Due to the recent hackers attack the planed Release 5.6 is delayed and reschedule to the beginning of January with a release date the 10.01.2021.
On the 18.12.2020 only a release candidate 5.6 will be published including the following important features:

  • Networks Health Monitoring Improvement: Enhances the p2p noise protocol with an optional setting to ask a peer for the version of their node. A node operator can set one’s node to not respond to this message if one considers this a private information.

  • FSM Behavior Improvement: Enhance FSM behavior so that when the initiator is offline the responder is allowed to stay online waiting for it even if the timeout timer is reached.

  • Configurations Improvement: Configuration values can now be set using OS environment variables, where the environment variable name is on the form AE__k1__k2, e.g. AE__CHAIN__PERSIST=true. Note that two underscores are used to separate each level. Structured values must be JSON-encoded. The prefix AE can not be customized. The environment variables are applied after reading an available config file, and all values are checked against the schema. See docs/configuration.md.

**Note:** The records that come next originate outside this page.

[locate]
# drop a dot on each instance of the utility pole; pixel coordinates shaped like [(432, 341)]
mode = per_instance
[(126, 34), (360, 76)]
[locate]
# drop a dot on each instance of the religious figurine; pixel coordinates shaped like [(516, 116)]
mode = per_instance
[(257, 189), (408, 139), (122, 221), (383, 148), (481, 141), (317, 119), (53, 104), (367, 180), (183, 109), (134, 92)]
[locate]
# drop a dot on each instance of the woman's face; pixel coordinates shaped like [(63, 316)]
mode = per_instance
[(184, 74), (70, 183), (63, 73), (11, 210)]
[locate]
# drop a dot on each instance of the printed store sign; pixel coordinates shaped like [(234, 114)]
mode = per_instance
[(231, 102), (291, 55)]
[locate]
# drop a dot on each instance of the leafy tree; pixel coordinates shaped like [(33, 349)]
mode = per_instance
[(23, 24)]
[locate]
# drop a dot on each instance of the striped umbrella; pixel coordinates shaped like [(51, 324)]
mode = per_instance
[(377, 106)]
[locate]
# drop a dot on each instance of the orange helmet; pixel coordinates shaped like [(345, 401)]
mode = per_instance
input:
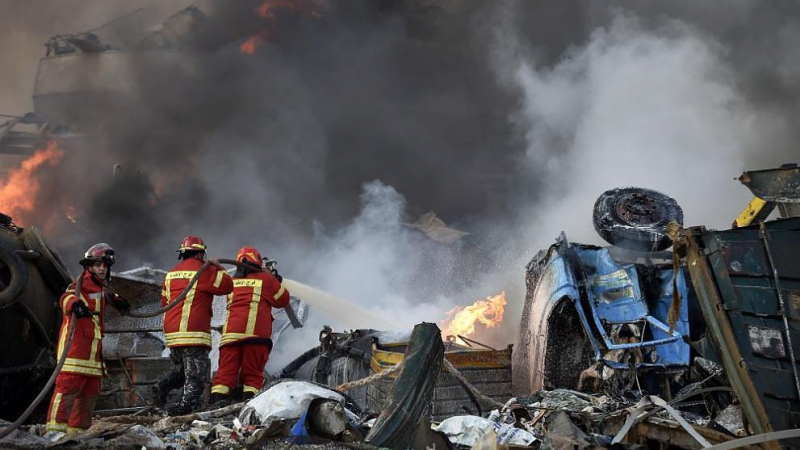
[(249, 255), (98, 253), (192, 244)]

  • Peer Pool Persistence Improvement: Introduces persistence of the peer pool so that if the node flag for disc persistence is set, after a node restarts, the old peers are loaded from the DB. Trusted peers are provided to the node from the config file so they are already persisted. Since the time being off is unknown, all peers are loaded as unverified, even if they had been verified before the node stop.

  • Speed Up Improvement: The default value is changed and significantly speeds up of the TCP probes is achieved. Those used to be done roughly once every 2 minutes while now they are executed every second. Note that this is done only if there are peers to be checked. If a peer is missing, there is a grace period in which it is marked as ‘suspended’, waiting for its return. If all peers are checked, we wait longer until either a new peer is added or a not-suspended peer is there. Basically, the probes come on demand. Even despite the probes are fast, there is a maximum size of currently ongoing probes.

  • Verified Peers Process Improvement: The process of probing verified peers has been improved. Until now we were probing only unverified peers. If a peer responds to the probe we consider it verified. We downgrade a verified peer only after we fail connecting to it. This resulted in amounting peers that used to be verified at one point of time. This can be improve when we probe verified peers as well. Even more this PR plays really well with PR #3365. This implies that if a peer goes down, we will find it significantly sooner and will downgrade it as an unverified one. This is important as a node shares to other nodes only peers one considers to be verified.

  • Chain Event Reporting: Added support for reporting chain events during contract evaluation. These events are published internally as ‘tx_events’ (available e.g. for plugins), and can also be fetched via the HTTP ‘dry-run’ method. The events are presented as ‘dummy’ transactions, unsigned, reflecting the details of the respective events.

  • Trusted Peers Bug Fixing: There are special trusted peers that are never deleted nor downgraded. Those peers are quite unique as the node considers them to be available. One can pick their own set of trusted peers but this was not really effective: the default peers were always included as a bonus. This PR is now fixed so that if the new config flag is set to false then the defaults are omitted. The flag is called include_default_peers and by default set to be true.

  • Removed Duplicated Peers Copies: There used to be multiple copies of the same peers in peers pool. This resulted in propagation of same peers with different Peer IDs through the network. Now duplicates are cleaned up.

  • Peers Fine Tuning: We used to treat peers that refuse connecting to us as they were malicious. This was the case no matter if peers were active and part of the network and only simply refusing to open a enoise connection to our node (most likely because their inbound pool is saturated already). This is now changed and if the node is responding but refusing to open an enoise connection - we consider it still a valid and a verified participant of the network.

  • Sync’s Peer Propagation Improvement: Peers are split into verified and unverified. We had allowed a grace period for peers to be down while the node still considers them as verified and broadcasts them as such. Once a verified peer is being detected as down, it enters a standby state that allows them to stay verified. This PR tightens the process and once a peer is being detected to be unreachable then it is being downgraded from verified to unverified immediately. The processing of unverified being deleted is left unchanged and they still enter the standby mode for a few times before being removed.

The full list of features included can be found in the Release Note of the Release 5.6.0 Candidate. Here were just the important ones presented.

AF thanks the core and hyperchain developers for supporting the exchanges in the research of the attack and finding a solution to protect the ae users.
Some of the presented feature reflect the need to monitor and protect the aeternity blockchain from hackers attacks.